I started running away at an early age. I was 10 when Mamang and I had one of the first of what would be a series of arguments. I cannot really remember what the argument was about, only that I felt alone, uncared for that when Mamang went to work, I began stuffing my school bag with clothes and some food stuff, locked the door, left the key on the bottom of the nearest flower pot and started walking away.
That day was one of the longest I ever spent. I found myself at the park in the center of the city, and there, after buying some bread from a nearby bakery, I opened my bag and brought out the books that I brought with me. Bread and books, those were what I devoured that day until a family friend found me and somehow tricked a young gullible child as I was to come home.
The next time I ran away home, I stayed away from home. It was not easy standing up on one’s own feet, but those days were also the days that I was most free. Together with two other friends who shared the same need for me to be away from the comforts of home, I discovered love, and tragedy, learned the art of betrayal, wild intoxicating sex on early mornings, survived 3 pairs of fist and legs. I was wounded. And yet I never let my head down.
The women of
They say running makes for good exercise. I don’t run that much, but I could say that it helped in the making of bones.

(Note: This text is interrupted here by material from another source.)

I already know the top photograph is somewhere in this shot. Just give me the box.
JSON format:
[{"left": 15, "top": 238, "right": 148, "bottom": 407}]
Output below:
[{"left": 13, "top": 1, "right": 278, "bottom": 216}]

I came to this house after I ran away from the last one. I ran away because the last house was haunted. There was a bamboo sofa. Before it became the haunting ground for a ghost, it was once alive. It breathed. It had a voice. It held kisses and embraces for me.
It did. It did. Until it somehow died. It would only be redeeming for me to say that since it was born from half of me, then half of the hands that murdered it was also mine.
The deaths of memories are unlike human bodies. They do not rot; they do not stain the air. They do not being flies buzzing around. There are no bodies. But there is a presence, as if somehow, invisible as it may be, something clings between the folds of space, thin like powdered ashes and fallen stardust, falling and settling themselves between the flesh and one’s skin.
I came to this house after I ran away from the last one. I ran away because the last house was haunted.
But all of that running has helped me make my bones.
I came to this house after I ran away from the last one. I am still haunted.
And yet should you try to seek for me, I will be where I am now.